The answer remains opaque to the end, but that doesn’t stop The Strings being downright frightening. Some of this is down to our easy identification with Catherine, who embodies a very human mixture of indeterminate unhappiness with an ability to still get on with life and take some fun where she can find it. A great deal, though, is also down to Glover’s photography and direction.
This is only his second feature as director after Hills Green (2013), also co-written with his business partner Krista Dzialoszynski, and they have another horror production in the works. But his background is largely in cinematography—and it shows. The visuals of The Strings are frequently beautiful or striking (like an array of tree stumps on a beach appearing like frozen people), and they add much to the film’s disquieting effect.
For large parts of his movie Glover favours a simple approach, placing the camera head-on to a subject in the centre of an uncluttered frame.
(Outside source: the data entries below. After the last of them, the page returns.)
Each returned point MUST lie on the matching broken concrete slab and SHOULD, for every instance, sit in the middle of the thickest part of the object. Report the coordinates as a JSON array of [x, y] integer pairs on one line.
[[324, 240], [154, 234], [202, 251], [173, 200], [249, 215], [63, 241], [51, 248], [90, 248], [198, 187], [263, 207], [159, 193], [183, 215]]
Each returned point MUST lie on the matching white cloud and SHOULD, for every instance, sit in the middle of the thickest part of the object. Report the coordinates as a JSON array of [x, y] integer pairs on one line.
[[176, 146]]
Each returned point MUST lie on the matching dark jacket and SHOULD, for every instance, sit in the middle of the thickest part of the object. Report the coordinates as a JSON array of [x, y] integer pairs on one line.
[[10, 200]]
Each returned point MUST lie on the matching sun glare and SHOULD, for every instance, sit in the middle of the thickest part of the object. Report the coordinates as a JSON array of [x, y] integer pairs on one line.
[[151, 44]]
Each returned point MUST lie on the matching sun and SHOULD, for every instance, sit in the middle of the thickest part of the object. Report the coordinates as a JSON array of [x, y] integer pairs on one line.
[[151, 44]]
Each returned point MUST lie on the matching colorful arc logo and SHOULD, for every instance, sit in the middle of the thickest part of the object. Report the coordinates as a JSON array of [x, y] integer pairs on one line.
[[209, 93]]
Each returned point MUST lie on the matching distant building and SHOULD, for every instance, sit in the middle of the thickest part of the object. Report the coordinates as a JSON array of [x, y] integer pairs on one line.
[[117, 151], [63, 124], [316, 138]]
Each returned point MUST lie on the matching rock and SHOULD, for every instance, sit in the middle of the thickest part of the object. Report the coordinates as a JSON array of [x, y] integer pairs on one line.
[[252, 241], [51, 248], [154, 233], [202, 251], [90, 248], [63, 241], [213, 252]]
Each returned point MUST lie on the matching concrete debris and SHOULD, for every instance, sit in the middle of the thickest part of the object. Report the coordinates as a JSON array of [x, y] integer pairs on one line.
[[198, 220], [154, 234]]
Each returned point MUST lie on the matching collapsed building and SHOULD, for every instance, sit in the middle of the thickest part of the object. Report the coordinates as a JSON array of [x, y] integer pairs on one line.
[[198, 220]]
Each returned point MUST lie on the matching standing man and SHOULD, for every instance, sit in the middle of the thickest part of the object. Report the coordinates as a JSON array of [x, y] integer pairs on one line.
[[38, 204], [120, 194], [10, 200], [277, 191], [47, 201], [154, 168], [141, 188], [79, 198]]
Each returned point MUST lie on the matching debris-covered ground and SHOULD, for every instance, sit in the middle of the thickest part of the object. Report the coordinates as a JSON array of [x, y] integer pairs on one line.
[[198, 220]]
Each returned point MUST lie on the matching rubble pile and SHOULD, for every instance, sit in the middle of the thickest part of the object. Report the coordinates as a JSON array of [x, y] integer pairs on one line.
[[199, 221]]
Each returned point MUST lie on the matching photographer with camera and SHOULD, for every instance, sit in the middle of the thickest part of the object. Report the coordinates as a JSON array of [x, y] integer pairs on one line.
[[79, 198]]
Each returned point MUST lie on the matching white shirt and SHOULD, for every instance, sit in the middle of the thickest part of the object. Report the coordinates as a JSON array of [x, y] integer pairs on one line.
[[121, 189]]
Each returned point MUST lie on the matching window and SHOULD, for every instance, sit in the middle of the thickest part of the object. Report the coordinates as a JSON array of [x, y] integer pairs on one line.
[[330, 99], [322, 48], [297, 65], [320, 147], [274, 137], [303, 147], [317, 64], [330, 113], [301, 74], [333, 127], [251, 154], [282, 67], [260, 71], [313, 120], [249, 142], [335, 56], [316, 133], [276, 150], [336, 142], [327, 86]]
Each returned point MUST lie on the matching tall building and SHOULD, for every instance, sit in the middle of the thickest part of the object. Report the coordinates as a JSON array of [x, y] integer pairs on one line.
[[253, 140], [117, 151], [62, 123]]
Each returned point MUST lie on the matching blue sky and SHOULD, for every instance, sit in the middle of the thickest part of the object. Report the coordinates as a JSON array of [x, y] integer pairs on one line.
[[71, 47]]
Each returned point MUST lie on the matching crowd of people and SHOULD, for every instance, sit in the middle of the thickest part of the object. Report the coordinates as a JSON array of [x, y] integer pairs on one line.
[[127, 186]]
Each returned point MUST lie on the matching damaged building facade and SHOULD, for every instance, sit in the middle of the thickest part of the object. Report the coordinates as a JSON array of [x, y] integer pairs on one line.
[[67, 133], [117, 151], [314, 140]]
Combined with lengthy shot durations, this gives a powerful sense of solitude, of timelessness, and of being not quite connected to the rest of the busy world. And once Catherine’s started seeing things that shouldn’t be there, the extraordinary calmness of some scenes makes you worry all the more about what might pop into view at any moment.
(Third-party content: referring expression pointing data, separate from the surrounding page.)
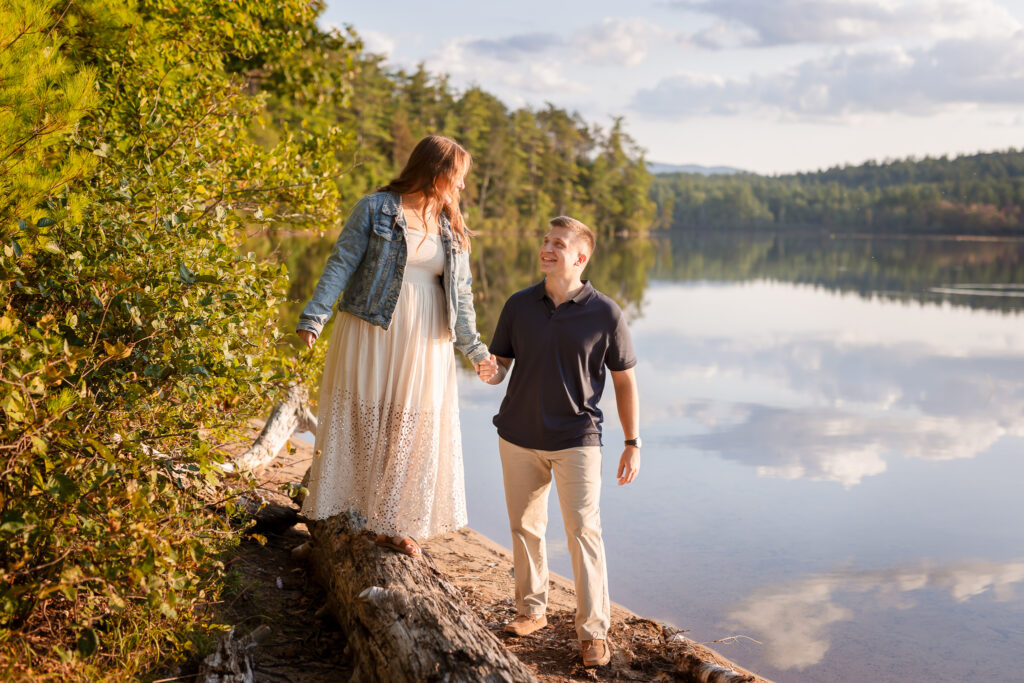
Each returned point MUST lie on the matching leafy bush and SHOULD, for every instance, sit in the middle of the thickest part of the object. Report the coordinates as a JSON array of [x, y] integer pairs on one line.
[[130, 325]]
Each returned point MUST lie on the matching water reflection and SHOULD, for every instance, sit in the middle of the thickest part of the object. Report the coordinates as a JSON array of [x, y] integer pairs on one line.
[[896, 266], [793, 620], [802, 383], [808, 403]]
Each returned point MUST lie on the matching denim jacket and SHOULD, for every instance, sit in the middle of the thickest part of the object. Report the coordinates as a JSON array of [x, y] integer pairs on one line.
[[368, 263]]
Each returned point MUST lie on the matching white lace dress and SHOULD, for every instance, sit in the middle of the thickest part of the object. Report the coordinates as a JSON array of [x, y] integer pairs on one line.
[[388, 425]]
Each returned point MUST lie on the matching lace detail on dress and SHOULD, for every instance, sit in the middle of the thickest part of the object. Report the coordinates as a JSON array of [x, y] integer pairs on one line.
[[388, 424], [386, 465]]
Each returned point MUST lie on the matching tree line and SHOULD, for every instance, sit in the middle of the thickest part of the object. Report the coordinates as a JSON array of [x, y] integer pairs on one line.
[[982, 193], [141, 144]]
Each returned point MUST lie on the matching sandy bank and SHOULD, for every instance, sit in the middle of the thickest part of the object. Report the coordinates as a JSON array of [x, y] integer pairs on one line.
[[480, 568]]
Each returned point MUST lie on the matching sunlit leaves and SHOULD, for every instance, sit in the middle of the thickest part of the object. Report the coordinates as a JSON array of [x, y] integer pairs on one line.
[[130, 324]]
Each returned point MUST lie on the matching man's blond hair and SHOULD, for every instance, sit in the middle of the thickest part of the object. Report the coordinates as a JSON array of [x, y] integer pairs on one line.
[[578, 229]]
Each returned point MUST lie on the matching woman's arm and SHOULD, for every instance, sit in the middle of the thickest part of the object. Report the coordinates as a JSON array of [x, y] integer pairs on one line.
[[467, 339], [348, 251]]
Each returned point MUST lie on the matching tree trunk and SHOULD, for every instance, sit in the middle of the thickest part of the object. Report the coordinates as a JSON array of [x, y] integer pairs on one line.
[[286, 418], [232, 660], [404, 622]]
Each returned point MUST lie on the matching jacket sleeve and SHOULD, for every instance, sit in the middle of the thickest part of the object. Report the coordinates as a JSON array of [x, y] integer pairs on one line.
[[467, 339], [348, 252]]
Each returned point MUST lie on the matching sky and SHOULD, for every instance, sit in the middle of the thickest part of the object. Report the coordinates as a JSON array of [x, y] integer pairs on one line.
[[769, 86]]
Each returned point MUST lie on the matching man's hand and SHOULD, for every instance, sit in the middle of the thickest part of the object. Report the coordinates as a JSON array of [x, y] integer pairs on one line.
[[629, 465], [307, 338], [486, 370]]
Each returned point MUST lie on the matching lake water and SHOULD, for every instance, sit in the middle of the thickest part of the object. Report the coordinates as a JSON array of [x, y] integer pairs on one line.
[[834, 451]]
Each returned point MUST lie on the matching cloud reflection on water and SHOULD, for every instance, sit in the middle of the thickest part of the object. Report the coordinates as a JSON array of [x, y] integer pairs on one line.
[[792, 620], [830, 400]]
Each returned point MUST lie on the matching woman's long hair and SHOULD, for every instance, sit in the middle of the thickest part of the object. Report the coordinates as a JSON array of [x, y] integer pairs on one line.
[[432, 169]]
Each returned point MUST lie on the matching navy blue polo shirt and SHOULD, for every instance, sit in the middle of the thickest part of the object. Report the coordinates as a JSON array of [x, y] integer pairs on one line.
[[560, 358]]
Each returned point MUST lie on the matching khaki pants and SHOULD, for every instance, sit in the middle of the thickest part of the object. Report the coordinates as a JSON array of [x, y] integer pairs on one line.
[[578, 476]]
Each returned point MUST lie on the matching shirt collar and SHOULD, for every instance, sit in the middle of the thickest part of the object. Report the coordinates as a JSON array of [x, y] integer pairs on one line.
[[583, 296]]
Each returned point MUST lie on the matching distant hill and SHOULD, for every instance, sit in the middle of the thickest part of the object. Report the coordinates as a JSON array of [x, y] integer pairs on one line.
[[657, 168], [981, 193]]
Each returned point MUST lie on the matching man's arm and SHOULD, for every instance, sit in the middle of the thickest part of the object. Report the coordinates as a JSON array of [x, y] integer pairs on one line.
[[494, 374], [628, 402]]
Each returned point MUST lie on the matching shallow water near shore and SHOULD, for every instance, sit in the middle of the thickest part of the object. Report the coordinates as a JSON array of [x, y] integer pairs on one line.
[[832, 466]]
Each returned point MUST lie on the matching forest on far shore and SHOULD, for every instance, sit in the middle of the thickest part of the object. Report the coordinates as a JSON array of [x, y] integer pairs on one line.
[[981, 193]]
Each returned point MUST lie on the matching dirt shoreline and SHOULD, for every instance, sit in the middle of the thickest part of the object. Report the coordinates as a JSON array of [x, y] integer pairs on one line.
[[276, 590]]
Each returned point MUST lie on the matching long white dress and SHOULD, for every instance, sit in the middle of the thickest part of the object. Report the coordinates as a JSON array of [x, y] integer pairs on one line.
[[388, 434]]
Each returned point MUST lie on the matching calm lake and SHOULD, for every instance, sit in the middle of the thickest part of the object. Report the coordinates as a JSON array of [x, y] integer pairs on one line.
[[833, 476]]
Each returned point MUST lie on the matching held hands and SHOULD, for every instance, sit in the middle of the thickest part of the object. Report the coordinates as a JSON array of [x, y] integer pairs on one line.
[[486, 370], [629, 465], [307, 338]]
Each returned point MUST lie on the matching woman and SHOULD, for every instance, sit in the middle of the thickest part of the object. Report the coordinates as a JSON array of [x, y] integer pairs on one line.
[[388, 433]]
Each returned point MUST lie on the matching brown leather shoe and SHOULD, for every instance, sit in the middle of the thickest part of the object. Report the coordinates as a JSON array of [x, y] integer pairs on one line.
[[523, 625], [595, 652]]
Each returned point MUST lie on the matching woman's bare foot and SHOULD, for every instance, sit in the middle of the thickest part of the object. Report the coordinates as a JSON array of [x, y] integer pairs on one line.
[[401, 544]]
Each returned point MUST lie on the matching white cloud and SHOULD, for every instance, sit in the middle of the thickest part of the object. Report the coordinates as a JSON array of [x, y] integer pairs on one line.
[[951, 73], [755, 23], [377, 42], [507, 71], [792, 620]]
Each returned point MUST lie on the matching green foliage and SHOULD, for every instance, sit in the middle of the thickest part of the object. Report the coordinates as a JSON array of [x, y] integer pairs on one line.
[[975, 194], [528, 167], [132, 324], [140, 143]]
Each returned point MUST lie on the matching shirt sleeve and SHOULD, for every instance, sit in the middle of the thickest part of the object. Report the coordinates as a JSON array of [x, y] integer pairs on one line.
[[621, 354], [501, 342]]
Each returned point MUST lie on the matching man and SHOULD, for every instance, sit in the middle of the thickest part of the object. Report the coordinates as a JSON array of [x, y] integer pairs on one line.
[[562, 334]]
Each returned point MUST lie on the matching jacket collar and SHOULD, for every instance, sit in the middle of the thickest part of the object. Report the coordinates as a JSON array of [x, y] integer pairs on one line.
[[392, 207], [392, 203]]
By contrast, when she and Grace are in the murder-scene farmhouse, camera angles are more askew. Later, occasional overhead shots of Catherine’s music setup might represent a hidden thing’s perspective. This isn’t just the gorgeous photography that so many indie productions boast, then, it’s beautiful photography in service of the film’s overall impact.
Occasional cutting out of chronological sequence never feels overly contrived, and iconic horror sounds—creaks and thumps—benefits from being used judiciously rather than continually. The music by Adrian Ellis can be effectively intense but also overdone, and regrettably features several appearances by the wordless choir that this genre keeps so busy. It’s one of the movie’s few weaknesses.
That apart, and it really is a minor detail, it’s difficult to fault The Strings. Some viewers may find Glover’s style of horror disappointingly elliptical, as it doesn’t rely on a carnival of jump scares and full-on visual revelations for its climax. In fact, there are few “horror events” in the entire film, and those that are present work because of the nerve-shredding atmosphere that surrounds them and not because they’re exceptionally horrifying in themselves.
In that respect The Strings has more in common with the great horror short stories of the past, works like M.R. James’s Whistle and I’ll Come to You and W.W Jacobs’s The Monkey’s Paw, than it does with the mainstream of modern Hollywood. But unless you really need lurid VFX to put you in a state of abject fearfulness, The Strings is superior as an exercise in terror to many much more elaborate movies… and if it all becomes a bit too much, well, Lifeboat’s an interesting film too.
CANADA | 2020 | 94 MINUTES | 2.39:1 | COLOUR | ENGLISH
director: Ryan Glover.
writers: Ryan Glover & Krista Dzialoszynski.
starring: Teagan Johnston & Jenna Schaefer.